Naive Bayes prediction in R with reading characters as factors and without factors
I'm trying to use Naive bayes on Mushroom Data set. Data set is 8124*23
with first column as response variable {'edible','poisonous'}
. I've eliminated missing data. Final, data set is 5644*23
. Below is the code I've used.
mushroom.data <- read.csv("mushroom.data",header = FALSE, stringsAsFactors = FALSE)

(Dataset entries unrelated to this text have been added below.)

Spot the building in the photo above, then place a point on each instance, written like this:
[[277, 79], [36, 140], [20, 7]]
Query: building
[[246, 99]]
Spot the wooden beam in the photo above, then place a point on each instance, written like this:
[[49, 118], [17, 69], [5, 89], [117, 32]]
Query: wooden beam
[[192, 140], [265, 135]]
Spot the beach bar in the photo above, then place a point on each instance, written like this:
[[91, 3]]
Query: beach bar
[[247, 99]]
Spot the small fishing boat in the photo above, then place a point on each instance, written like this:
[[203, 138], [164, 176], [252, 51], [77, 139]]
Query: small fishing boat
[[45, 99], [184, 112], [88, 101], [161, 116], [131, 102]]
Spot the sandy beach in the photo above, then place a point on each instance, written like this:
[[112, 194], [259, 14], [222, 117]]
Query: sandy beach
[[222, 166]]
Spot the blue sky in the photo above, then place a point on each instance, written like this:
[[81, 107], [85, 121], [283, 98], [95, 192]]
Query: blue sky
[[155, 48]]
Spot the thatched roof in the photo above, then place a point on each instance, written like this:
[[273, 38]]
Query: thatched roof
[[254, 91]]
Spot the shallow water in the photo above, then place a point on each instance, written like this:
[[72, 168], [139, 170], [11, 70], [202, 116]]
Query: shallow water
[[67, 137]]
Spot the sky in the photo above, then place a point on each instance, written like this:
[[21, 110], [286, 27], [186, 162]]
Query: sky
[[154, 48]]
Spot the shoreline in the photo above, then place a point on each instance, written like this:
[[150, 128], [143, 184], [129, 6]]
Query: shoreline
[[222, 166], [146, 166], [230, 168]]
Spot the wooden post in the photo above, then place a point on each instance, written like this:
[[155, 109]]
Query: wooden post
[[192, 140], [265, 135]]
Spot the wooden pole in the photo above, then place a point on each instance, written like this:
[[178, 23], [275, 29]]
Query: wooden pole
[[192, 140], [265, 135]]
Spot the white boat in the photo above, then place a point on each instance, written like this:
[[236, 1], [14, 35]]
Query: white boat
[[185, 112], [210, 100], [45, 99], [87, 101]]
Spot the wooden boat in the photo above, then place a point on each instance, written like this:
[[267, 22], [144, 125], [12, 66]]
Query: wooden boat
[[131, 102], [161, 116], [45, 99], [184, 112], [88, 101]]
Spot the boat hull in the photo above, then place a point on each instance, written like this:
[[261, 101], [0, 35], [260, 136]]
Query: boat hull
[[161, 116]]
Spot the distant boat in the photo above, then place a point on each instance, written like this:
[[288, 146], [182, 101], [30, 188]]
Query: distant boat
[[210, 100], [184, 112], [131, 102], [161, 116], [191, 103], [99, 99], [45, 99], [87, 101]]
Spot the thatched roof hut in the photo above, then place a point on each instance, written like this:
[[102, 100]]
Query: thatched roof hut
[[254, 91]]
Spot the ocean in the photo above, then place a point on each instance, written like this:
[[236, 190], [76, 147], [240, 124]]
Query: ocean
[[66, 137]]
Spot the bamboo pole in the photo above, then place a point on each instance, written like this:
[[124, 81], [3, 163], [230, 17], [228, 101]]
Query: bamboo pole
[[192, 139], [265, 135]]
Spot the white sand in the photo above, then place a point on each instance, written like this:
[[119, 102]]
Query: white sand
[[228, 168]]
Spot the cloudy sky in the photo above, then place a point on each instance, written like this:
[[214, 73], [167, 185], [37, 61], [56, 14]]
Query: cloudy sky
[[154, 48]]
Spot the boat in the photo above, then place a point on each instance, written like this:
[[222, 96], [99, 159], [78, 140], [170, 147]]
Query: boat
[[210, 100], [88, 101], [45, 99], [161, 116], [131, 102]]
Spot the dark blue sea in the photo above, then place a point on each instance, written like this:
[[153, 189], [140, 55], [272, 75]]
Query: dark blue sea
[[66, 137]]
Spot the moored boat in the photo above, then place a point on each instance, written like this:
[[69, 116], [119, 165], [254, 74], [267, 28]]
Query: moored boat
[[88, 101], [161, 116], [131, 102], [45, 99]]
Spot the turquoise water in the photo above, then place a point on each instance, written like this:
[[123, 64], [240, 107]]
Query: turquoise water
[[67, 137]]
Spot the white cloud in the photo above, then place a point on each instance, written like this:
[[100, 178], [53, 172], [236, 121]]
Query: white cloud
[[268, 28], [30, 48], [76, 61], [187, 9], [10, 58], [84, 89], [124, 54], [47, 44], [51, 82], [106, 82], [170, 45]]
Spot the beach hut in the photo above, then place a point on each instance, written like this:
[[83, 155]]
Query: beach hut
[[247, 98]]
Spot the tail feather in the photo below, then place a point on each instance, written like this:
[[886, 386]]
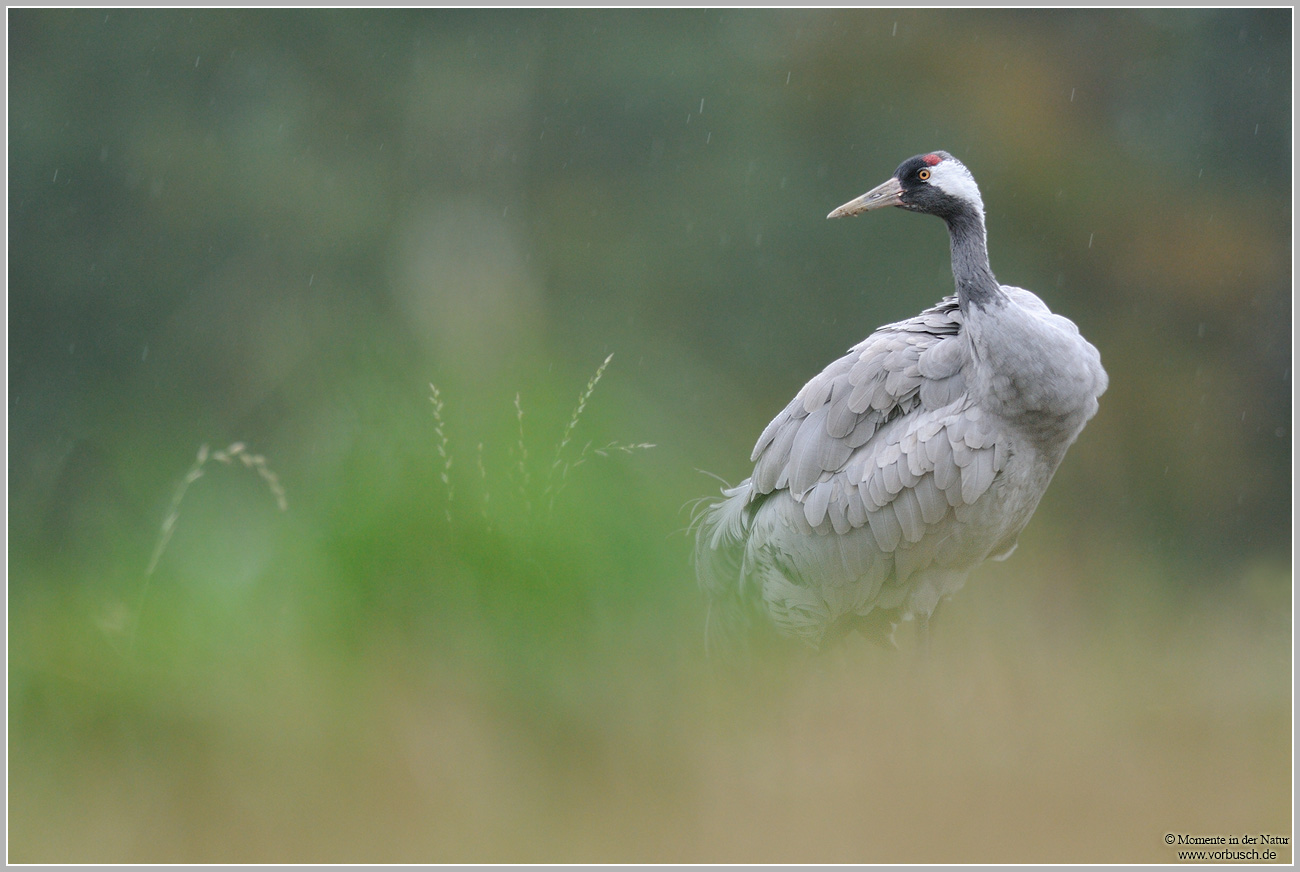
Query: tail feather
[[722, 533]]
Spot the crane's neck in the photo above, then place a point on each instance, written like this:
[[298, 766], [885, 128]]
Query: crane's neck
[[974, 277]]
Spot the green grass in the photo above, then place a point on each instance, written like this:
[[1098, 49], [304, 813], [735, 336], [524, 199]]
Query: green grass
[[493, 667]]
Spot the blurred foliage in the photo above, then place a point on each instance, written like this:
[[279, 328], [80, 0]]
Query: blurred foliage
[[278, 228]]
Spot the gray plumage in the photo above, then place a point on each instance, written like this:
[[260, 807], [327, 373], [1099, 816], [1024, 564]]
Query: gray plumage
[[911, 459]]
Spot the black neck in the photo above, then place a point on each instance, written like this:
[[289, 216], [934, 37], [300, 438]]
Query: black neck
[[975, 282]]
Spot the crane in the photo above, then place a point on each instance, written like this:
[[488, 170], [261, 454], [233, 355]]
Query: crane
[[911, 459]]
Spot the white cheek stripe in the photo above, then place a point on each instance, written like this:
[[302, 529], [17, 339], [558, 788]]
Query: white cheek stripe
[[954, 179]]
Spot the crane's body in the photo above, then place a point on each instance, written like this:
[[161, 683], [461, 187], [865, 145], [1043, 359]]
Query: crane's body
[[911, 459]]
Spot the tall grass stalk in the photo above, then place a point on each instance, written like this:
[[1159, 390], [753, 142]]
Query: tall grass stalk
[[235, 451]]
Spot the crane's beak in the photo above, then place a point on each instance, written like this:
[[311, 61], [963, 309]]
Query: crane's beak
[[878, 198]]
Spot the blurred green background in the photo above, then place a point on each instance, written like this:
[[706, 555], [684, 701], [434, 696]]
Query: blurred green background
[[280, 228]]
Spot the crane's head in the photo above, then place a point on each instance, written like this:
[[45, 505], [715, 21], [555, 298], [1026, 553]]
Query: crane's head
[[934, 183]]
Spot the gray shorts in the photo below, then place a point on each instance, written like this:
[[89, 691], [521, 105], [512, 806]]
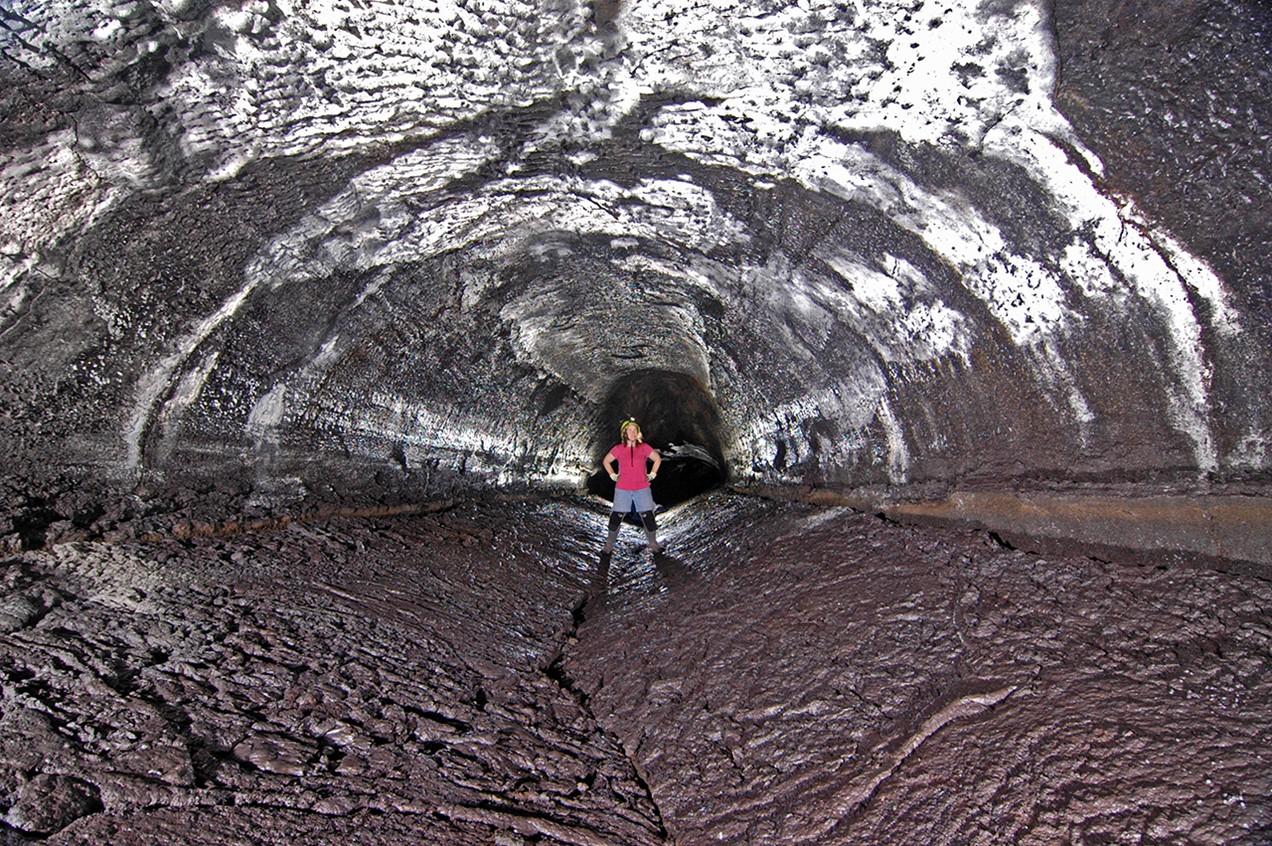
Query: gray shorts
[[641, 499]]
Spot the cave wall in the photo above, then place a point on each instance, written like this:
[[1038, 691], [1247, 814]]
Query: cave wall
[[321, 251]]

#mushroom.data <- read.csv("mushroom.data",header = FALSE, stringsAsFactors = TRUE)
#Eliminating missing data
mushroom.data <- subset(mushroom.data,mushroom.data$V12 != '?')
# Factoring target class
mushroom.data$V1 <- as.factor(mushroom.data$V1)
# First 4000 records as Training set.
mushroom.train.class <- mushroom.data[1:4000,1]
mushroom.train.data <- mushroom.data[1:4000,-1]
# Building naive bayes classifier
nb.model <- naiveBayes(mushroom.train.data,mushroom.train.class,laplace = 1)
# Last 1644 are Test records
mushroom.test.data <- mushroom.data[4001:5644,-1]
mushroom.test.class <- mushroom.data[4001:5644,1]
# Predicition
nb.pred <- predict(nb.model,mushroom.test.data)
# checking proportions of the predictions
prop.table(table(nb.pred))
The model is predicting everything into edible class
with stringAsFactors = FALSE with accuracy 10-15% and with stringAsFactors = TRUE the accuracy is 91%. What is happening with factoring?
Edit 1: Changed the title. Original problem was solved.
Solution 1:
You can't model character with NaiveBayes. Check ?NaiveBayes and look out for arguments section.